Cada primero de junio, Cuba se viste de fiesta para regalar a sus niñas y niños toda la alegría, la ternura, la dicha, el sueño posible y un inolvidable Día Internacional de la Infancia.
En 1954, la Asamblea General de la ONU acordó la celebración anual -en la fecha que cada país decidiera- de un día consagrado a promover la hermandad entre todos los infantes del mundo y procurar su bienestar. Como otras muchas naciones, Cuba escogió el primero de junio.
Festejar puede, razones tiene. Nunca serán suficientes la gratitud y el elogio a la obra de amor, justicia, salvaguarda y respeto, conquistada y defendida por la Revolución para sus más jóvenes hijos.
Verdad es, no apología, y la verdad ha de decirse, mucho más cuando los apremios de la vida y ese dar por sentadas las cosas y por común lo extraordinario, nos hace obviar algo tan cierto como que este domingo el planeta amanecerá igual, con millones de niñas y niños privados de sus más elementales derechos.
Lejos de celebrar, el orbe tendría en esa venidera jornada que llorar a mares, de rabia, dolor y vergüenza por los que han muerto, los que ahora mismo están muriendo y los que aún han de morir, por las bombas, el hambre, el trabajo esclavo, la explotación sexual, la contaminación, las drogas, las enfermedades prevenibles y curables o el bisturí que, uno a uno, les roba sus órganos vitales.
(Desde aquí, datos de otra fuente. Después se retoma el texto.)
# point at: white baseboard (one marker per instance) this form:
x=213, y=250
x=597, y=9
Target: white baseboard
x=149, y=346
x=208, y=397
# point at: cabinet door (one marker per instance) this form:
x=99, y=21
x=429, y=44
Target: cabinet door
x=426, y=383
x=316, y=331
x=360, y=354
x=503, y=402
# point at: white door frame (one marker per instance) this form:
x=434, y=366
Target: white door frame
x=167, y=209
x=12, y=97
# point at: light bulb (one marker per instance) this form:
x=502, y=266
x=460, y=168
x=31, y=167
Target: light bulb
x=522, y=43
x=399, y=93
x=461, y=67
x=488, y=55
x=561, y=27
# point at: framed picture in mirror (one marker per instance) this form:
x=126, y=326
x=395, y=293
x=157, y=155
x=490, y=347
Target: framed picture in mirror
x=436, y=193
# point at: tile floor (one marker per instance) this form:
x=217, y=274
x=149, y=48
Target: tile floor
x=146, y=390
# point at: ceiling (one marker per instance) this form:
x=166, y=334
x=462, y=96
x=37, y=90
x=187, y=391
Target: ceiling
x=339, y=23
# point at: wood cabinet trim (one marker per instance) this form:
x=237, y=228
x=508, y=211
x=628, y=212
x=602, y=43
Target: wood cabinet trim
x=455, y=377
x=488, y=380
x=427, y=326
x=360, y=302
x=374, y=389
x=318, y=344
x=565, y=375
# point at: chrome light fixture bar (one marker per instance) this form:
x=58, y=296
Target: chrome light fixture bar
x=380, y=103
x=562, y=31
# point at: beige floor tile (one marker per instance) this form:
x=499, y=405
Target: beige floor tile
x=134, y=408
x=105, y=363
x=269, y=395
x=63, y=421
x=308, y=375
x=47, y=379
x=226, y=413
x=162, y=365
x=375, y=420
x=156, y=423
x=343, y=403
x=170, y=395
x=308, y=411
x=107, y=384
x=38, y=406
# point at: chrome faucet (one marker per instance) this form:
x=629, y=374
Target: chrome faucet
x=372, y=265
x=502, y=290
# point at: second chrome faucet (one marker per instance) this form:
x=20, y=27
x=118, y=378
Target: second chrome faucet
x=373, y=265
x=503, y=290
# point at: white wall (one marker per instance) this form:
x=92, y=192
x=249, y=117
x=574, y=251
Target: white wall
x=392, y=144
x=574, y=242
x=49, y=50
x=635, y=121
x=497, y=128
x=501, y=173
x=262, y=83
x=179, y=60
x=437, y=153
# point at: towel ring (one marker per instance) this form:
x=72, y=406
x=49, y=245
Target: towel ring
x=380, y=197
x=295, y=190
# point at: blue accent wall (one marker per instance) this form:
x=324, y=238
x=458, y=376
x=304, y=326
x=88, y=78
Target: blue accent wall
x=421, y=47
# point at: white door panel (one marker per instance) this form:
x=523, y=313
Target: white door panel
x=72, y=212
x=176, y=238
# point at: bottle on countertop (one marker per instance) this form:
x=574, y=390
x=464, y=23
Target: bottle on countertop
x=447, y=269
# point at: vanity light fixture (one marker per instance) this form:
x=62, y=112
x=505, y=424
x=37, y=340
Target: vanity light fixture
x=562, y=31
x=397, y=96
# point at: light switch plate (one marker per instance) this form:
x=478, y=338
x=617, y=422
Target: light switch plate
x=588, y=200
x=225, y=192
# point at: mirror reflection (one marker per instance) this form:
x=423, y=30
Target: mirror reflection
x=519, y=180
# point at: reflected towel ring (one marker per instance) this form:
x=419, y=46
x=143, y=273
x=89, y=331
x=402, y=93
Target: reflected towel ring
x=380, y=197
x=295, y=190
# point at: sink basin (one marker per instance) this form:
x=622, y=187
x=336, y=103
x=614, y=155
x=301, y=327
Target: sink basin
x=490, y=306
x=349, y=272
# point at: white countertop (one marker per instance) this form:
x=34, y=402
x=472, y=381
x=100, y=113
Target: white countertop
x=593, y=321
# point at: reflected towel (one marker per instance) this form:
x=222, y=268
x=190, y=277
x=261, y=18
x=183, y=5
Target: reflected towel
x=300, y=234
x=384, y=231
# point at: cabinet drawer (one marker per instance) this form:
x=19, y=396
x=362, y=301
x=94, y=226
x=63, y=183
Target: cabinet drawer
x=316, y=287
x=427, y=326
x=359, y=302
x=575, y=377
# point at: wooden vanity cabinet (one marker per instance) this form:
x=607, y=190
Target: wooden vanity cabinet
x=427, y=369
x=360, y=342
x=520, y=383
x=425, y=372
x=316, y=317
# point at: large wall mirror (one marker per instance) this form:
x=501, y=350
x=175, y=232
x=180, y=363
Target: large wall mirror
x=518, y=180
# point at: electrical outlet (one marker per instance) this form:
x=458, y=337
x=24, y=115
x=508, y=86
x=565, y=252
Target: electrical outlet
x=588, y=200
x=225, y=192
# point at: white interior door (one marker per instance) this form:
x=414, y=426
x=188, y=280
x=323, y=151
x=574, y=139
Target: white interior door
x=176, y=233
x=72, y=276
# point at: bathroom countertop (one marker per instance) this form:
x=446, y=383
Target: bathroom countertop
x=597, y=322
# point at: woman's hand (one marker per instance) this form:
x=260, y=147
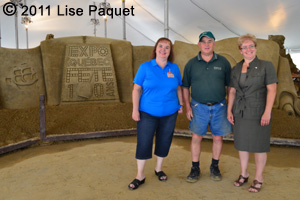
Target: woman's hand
x=180, y=109
x=265, y=119
x=230, y=117
x=136, y=115
x=189, y=113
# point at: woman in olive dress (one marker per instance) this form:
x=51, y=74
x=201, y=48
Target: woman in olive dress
x=250, y=100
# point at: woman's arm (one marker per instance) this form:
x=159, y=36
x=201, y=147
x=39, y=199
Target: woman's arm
x=188, y=109
x=136, y=95
x=179, y=95
x=231, y=97
x=271, y=94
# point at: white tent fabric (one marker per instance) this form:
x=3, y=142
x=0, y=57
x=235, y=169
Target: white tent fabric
x=187, y=18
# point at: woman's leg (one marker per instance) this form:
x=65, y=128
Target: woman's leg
x=141, y=168
x=244, y=159
x=260, y=163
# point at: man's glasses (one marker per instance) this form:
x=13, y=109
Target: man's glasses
x=248, y=47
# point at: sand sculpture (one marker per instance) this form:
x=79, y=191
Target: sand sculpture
x=80, y=70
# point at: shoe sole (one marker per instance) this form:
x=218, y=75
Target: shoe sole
x=190, y=180
x=215, y=178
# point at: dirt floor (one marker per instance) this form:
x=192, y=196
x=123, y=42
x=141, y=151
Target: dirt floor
x=19, y=125
x=102, y=169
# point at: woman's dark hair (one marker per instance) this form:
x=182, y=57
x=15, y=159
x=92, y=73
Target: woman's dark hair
x=171, y=56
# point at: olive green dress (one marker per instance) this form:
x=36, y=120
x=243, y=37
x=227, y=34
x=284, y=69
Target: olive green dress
x=249, y=135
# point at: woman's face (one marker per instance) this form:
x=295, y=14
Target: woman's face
x=163, y=49
x=248, y=50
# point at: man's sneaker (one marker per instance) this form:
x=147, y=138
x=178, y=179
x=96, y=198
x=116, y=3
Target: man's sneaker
x=215, y=173
x=194, y=175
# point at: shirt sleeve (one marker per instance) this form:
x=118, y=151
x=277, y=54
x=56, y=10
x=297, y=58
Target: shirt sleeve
x=228, y=73
x=140, y=75
x=178, y=74
x=233, y=79
x=271, y=76
x=186, y=81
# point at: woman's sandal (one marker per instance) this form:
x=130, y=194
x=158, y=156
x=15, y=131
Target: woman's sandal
x=256, y=185
x=160, y=175
x=136, y=183
x=239, y=183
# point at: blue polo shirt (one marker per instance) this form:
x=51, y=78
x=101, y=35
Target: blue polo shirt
x=159, y=97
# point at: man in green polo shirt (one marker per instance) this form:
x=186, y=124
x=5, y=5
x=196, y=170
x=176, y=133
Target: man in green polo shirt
x=207, y=74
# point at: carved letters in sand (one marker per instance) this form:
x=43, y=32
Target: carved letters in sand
x=89, y=74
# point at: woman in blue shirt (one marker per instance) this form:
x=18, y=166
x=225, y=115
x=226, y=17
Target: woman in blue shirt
x=157, y=99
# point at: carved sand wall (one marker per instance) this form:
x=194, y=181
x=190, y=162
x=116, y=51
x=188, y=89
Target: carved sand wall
x=98, y=70
x=53, y=53
x=21, y=78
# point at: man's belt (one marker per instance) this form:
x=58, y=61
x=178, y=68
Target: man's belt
x=210, y=104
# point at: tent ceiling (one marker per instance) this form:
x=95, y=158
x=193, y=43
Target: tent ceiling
x=187, y=19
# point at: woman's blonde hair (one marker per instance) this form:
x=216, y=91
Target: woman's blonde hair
x=171, y=56
x=248, y=36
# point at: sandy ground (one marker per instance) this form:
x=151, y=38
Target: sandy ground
x=102, y=169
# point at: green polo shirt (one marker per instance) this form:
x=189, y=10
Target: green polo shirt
x=207, y=79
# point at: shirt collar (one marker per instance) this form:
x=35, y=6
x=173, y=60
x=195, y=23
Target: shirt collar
x=154, y=63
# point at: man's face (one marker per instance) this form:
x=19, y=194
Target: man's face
x=207, y=45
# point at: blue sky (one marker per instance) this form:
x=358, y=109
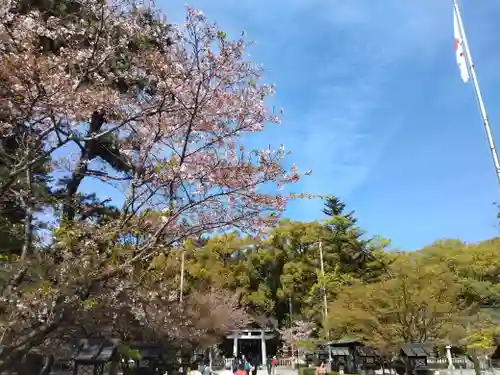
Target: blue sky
x=375, y=106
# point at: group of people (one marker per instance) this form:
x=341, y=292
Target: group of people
x=246, y=366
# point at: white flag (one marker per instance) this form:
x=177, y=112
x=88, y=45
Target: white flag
x=459, y=48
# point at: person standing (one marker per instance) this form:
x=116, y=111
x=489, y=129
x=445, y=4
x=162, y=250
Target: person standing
x=274, y=366
x=321, y=369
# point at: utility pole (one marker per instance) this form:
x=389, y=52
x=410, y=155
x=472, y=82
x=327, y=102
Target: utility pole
x=181, y=286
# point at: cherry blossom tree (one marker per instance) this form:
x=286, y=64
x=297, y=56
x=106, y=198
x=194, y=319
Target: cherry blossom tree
x=111, y=92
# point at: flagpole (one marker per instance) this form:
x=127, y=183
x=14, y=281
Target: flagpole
x=479, y=97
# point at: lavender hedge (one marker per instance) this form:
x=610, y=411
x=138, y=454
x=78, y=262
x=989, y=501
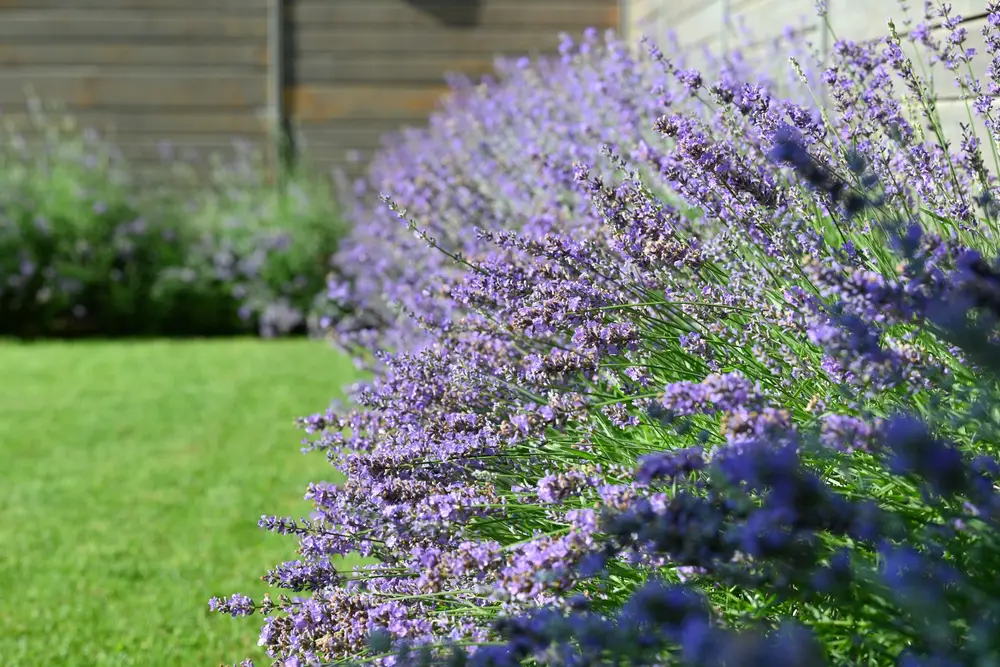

La tragedia de una infancia arrebatada o negada sin piedad a cientos de millones de seres humanos, provoca en los cubanos una mezcla de indignación y alivio. Nos sabemos a mil años luz de ese infierno, y con el raro privilegio de poder proponernos mejorar la calidad del disfrute de derechos garantizados a todos por igual, incluso desde antes de nacer.
Vivimos orgullosos de lo que hemos construido para nuestros pequeños, y de lo hecho para salvaguardar esa edad de oro, y legítimo es el orgullo, especialmente porque este paraíso no está en la culta Europa o la Norteamérica rica, sino en un país pobre, pequeñito y sitiado del Sur.
Pero, ojo, que la satisfacción no nos lleve a la complacencia presuntuosa y a creer que acá todo está bien, cuando no lo está. Aunque nos duela, no podemos negarnos a la evidencia, mucho menos después de “Conducta”, el filme-aldabonazo de Ernesto Daranas, que estremeció corazones y conciencias.
Si solo fuesen ese chico y su madre, ya tendríamos suficiente de qué preocuparnos y ocuparnos. Pero, hay en la Cuba de hoy más de un Chala y de una Sonia, igual que abundan las familias disfuncionales y conflictos que repercuten forzosamente en los niños, o de los cuales son sus principales víctimas.
Echemos un vistazo puertas adentro a los hogares cubanos y hasta en los “mejorcitos” veremos que las urgencias de la cotidianeidad dejan poco tiempo real para la educación y comunicación afectiva padres-hijos, como también veremos desatención -si no abandono-, pautas de crianza negligentes, mal manejo de situaciones y autoridad o tolerancia excesivas.
¿A cuántos padres y madres permisivos conocemos, que dejan al niño hacer lo que quiera, y cuántos hay que, incluso porque el pequeño no camina tan rápido como quisieran, le sueltan una palabrota, lo zarandean, y si se le ocurre protestar o llorar lo insultan, lo humillan y le pegan?
De cosas como éstas y peores somos con harta frecuencia testigos en el barrio, de visita en una casa, en la calle u otro lugar público. ¿Y qué hacemos? Apretamos los dientes, nos tragamos el reproche, nos decimos que es mejor no meterse, que cada quien cría a su descendencia a su manera, y fingimos no ver, como si al cerrar los ojos se esfumaran los problemas.
Sin embargo, no por ignorarlo desaparecerá. Crecerá a la par del niño –tanto del consentido como del abusado-; cual bumerán, más temprano que tarde se nos vendrá encima, y buscaremos entonces a un culpable cuando, ciertamente, responsables somos todos.
Nadie puede desentenderse de la educación de un infante, de su atención, desarrollo y bienestar material y espiritual: ni la familia ni la escuela ni la comunidad ni la sociedad y sus instituciones ni cada uno de nosotros, porque, definitivamente, en algún momento todos influimos y hasta podemos inclinar la balanza, para bien o para mal.
Celebremos, pues, este primero de junio, que razones no nos faltan, pero reflexionemos también y pongamos juntos manos a la obra, para "desfacer" entuertos y alcanzar por y para cada niña y niño toda la felicidad y una sociedad cada vez mejor, más justa, solidaria y plena.